Dalam sekelabat pagi dijemput mentari, tiba - tiba mobil truk berbadan lebar terpasak di depan menghadang jalan. Aku meracau " Ini apa lagi ya?" Udah lambat bagai siput lalu tertanam bagai pohon beringin malam". Aku terus mengumpat, rupanya rombongan pria berbaju polisi menghadang jalanan. Di depan, mobil- mobil kecil antre menunggu cek up jalanan. Satu dua para sopir turun mengikuti arahan mereka.

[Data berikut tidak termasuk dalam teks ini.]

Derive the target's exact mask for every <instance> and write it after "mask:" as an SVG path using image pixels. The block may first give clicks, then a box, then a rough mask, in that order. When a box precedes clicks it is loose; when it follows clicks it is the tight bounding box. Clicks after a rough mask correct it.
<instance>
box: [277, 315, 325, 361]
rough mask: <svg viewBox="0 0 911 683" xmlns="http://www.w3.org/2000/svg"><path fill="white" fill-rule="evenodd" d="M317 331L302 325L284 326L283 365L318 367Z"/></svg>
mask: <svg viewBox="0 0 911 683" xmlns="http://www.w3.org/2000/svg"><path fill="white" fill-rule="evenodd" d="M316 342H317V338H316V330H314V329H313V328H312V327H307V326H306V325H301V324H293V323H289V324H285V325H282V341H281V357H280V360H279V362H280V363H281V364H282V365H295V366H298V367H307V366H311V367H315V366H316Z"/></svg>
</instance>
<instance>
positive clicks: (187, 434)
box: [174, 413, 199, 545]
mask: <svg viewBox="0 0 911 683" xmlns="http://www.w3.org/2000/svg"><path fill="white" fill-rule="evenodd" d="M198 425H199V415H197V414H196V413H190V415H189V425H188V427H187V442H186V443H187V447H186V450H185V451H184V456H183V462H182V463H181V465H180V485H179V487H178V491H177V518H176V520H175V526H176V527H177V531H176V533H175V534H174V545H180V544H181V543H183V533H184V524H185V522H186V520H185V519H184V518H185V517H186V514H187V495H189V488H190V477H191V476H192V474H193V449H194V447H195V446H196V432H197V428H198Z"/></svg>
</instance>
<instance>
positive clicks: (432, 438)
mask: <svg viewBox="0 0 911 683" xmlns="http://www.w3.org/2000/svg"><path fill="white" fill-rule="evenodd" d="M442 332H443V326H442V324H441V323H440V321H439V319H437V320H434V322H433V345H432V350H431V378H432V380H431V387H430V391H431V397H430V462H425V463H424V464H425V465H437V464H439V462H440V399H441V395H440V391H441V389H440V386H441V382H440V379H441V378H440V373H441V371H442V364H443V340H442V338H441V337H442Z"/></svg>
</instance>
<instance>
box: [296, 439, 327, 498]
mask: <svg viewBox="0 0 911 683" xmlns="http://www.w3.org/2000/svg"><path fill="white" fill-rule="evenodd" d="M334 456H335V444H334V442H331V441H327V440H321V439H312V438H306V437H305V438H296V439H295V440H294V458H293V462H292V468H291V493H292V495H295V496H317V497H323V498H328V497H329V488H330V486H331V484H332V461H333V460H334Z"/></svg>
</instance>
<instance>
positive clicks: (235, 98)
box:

Ada yang digiring ke tempat remang -remang menjauhi keramain bagai terdakwa jalanan. Aku terkesima melihat sosok perkasa dengan topi lambang burung garuda mengembang sayap. Semua pakaian dinas diselimuti jaket warna hitam, mustahil aku bisa membaca namanya. Wajahnya ditutupi oleh rasa tak bersalah, hanya para sopir yang bersalah.
Lampu kedap-kedip di tangan membunuh kegelapan menjemput pagi. Semua mobil diarahkan kemana suka dengan arahan lampu di tangan. Hanya dialog -dialog kecil yang dilakonkan setelah itu para sopir merogoh kantong mecabut si merah dan si biru,lalu diremas dan disodorkan di gelapnya malam. Sekarang giliran Aku yang didakwa dengan putusan sepihak. Satu orang polisi tinggi besar, berkulit putih, dan gagah datang menyapa. Kutawarkan dia senyuman khas Serambi Mekah agar suasana mencair dalam keheningan, Dia tak menggubris karena di otaknya sudah digerogoti rupiah tak bernomor.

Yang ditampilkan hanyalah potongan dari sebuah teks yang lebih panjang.